O próprio Jones Manoel se afirma como não stalinista, mas comemorou o aniversário de Stalin. E reivindica em seu canal o historiador italiano Domenico Losurdo, grande referência do neostalinismo hoje, que justifica o stalinismo como se tivesse sido uma inevitabilidade das circunstâncias históricas. Mas, como diz o historiador Rogovin, havia alternativa.

Sabemos e respeitamos os militantes e quadros do PCB que querem honestamente a revolução. Mas a verdade é que não vigora uma concepção leninista de partido no PCB. A direção agride o centralismo democrático com medidas burocráticas. Mas tampouco a luta contra esse centralismo burocrático está sendo realizada de forma a defender a concepção revolucionária de partido de Lênin de centralismo democrático

A rigor, no nosso modo de ver, é impossível que o PCB consiga resgatá-la, porque tal concepção está ao serviço e é conectada a um projeto político: fazer a revolução socialista, o que pressupõe organizar a luta da classe com independência política contra todos os setores da burguesia e do reformismo, ou seja, romper completamente com a herança stalinista.

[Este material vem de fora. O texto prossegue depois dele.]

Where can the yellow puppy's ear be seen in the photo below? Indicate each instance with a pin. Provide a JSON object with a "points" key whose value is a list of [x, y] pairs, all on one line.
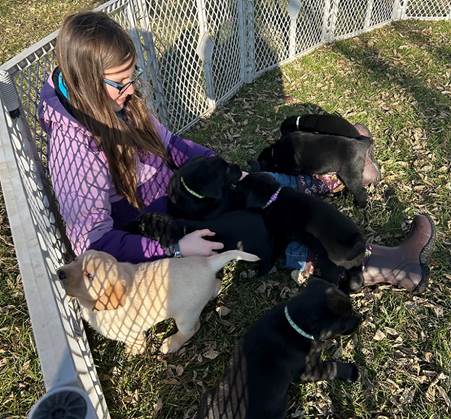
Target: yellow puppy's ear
{"points": [[112, 298]]}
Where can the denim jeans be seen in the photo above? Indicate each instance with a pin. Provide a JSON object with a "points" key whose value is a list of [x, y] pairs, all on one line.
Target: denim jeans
{"points": [[296, 253]]}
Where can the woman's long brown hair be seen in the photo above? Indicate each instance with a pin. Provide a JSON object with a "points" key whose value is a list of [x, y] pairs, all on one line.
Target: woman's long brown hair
{"points": [[87, 45]]}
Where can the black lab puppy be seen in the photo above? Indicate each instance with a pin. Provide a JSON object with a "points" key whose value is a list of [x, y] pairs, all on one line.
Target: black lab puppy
{"points": [[292, 215], [243, 230], [282, 347], [310, 153], [202, 188]]}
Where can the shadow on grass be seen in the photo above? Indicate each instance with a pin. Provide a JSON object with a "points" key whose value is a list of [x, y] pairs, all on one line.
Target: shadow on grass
{"points": [[418, 37]]}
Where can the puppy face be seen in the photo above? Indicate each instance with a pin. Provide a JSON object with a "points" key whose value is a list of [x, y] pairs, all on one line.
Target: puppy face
{"points": [[279, 157], [95, 279], [256, 189], [324, 310], [209, 176]]}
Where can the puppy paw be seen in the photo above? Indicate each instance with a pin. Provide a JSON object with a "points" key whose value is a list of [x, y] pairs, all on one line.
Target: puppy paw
{"points": [[361, 198], [350, 372], [170, 345]]}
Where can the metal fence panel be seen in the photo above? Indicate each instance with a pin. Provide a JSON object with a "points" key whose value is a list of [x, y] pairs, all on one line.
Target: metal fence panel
{"points": [[427, 9]]}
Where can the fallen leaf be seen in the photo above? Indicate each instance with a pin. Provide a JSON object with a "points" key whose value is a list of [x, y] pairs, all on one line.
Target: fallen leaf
{"points": [[210, 354]]}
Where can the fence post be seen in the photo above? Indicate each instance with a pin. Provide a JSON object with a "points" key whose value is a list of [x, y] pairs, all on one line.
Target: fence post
{"points": [[204, 50], [242, 28], [396, 12], [159, 102], [249, 18], [369, 10], [294, 7], [404, 4]]}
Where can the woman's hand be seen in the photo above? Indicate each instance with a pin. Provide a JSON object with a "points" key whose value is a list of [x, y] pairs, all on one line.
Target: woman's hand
{"points": [[194, 244]]}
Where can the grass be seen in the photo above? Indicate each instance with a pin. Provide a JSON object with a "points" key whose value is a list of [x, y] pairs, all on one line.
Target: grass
{"points": [[397, 81]]}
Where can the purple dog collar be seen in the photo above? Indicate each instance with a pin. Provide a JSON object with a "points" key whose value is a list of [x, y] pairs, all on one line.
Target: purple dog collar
{"points": [[273, 198]]}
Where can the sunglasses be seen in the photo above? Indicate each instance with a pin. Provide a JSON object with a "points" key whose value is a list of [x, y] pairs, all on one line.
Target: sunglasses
{"points": [[122, 87]]}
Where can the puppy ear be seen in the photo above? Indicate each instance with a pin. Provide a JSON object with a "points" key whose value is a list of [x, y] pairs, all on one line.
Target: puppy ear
{"points": [[112, 298], [337, 301]]}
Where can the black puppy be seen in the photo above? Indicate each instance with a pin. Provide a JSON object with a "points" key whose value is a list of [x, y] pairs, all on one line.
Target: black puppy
{"points": [[332, 124], [308, 153], [242, 230], [282, 347], [202, 188], [292, 215]]}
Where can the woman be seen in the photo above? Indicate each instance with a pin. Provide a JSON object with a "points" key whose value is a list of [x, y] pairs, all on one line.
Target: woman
{"points": [[109, 159]]}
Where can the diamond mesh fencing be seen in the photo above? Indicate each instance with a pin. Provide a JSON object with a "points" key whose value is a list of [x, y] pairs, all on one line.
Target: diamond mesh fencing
{"points": [[196, 54], [424, 9]]}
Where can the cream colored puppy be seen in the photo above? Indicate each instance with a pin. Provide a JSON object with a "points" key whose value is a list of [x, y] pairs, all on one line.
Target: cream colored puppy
{"points": [[122, 300]]}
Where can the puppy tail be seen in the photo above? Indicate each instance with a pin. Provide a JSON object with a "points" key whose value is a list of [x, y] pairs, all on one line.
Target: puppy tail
{"points": [[218, 261]]}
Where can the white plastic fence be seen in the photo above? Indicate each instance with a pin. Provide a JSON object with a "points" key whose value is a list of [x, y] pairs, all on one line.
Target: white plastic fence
{"points": [[196, 54]]}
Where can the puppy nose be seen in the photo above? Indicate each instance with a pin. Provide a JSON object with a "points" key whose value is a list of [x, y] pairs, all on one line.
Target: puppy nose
{"points": [[61, 274]]}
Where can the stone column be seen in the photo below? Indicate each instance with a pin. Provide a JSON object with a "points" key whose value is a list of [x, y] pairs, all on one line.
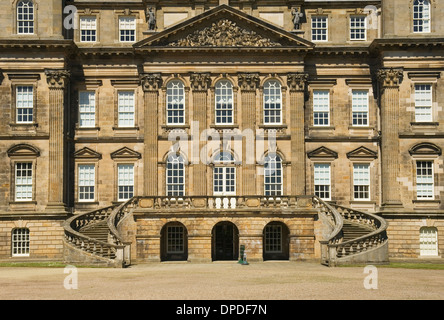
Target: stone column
{"points": [[150, 84], [390, 80], [57, 83], [200, 83], [296, 84], [248, 84]]}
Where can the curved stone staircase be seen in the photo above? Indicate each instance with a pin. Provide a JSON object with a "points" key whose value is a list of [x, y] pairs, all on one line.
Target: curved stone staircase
{"points": [[92, 238], [356, 237]]}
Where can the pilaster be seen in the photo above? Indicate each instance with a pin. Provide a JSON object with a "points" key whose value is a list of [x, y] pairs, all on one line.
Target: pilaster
{"points": [[150, 84], [296, 84], [248, 84], [200, 83], [58, 81], [389, 80]]}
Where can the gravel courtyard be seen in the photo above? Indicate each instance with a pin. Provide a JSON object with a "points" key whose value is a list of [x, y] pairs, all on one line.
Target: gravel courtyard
{"points": [[220, 281]]}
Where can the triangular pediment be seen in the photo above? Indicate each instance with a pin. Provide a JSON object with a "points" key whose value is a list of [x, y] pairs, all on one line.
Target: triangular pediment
{"points": [[362, 152], [125, 153], [224, 27], [87, 153], [322, 152], [23, 150], [425, 148]]}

O que chamamos à reflexão é que nenhuma das duas posições em debate rompe de forma completa e de conjunto com o projeto stalinista. Esta crise no PCB mostra os limites do seu processo de “reconstrução revolucionária” ao não romper com certa visão de mundo ainda muito contaminada pelo etapismo, socialismo num só país, conciliação de classes, falta de incorporação e combinação das lutas contra as opressões como parte da luta socialista.

É absurda as ações burocráticas da direção do PCB e merecem ser repudiadas. Mas ambos os setores, ao não romper a fundo com um determinado projeto stalinista, acabam por atacar o centralismo democrático e não conseguem expor um programa de fato revolucionário e comunista.

Sem uma ruptura completa com o legado stalinista, sem um projeto revolucionário, o centralismo democrático e leninista é impossível no PCB. Será burocrático ou será questionado a partir de concepções de partidos institucionais e não leninistas.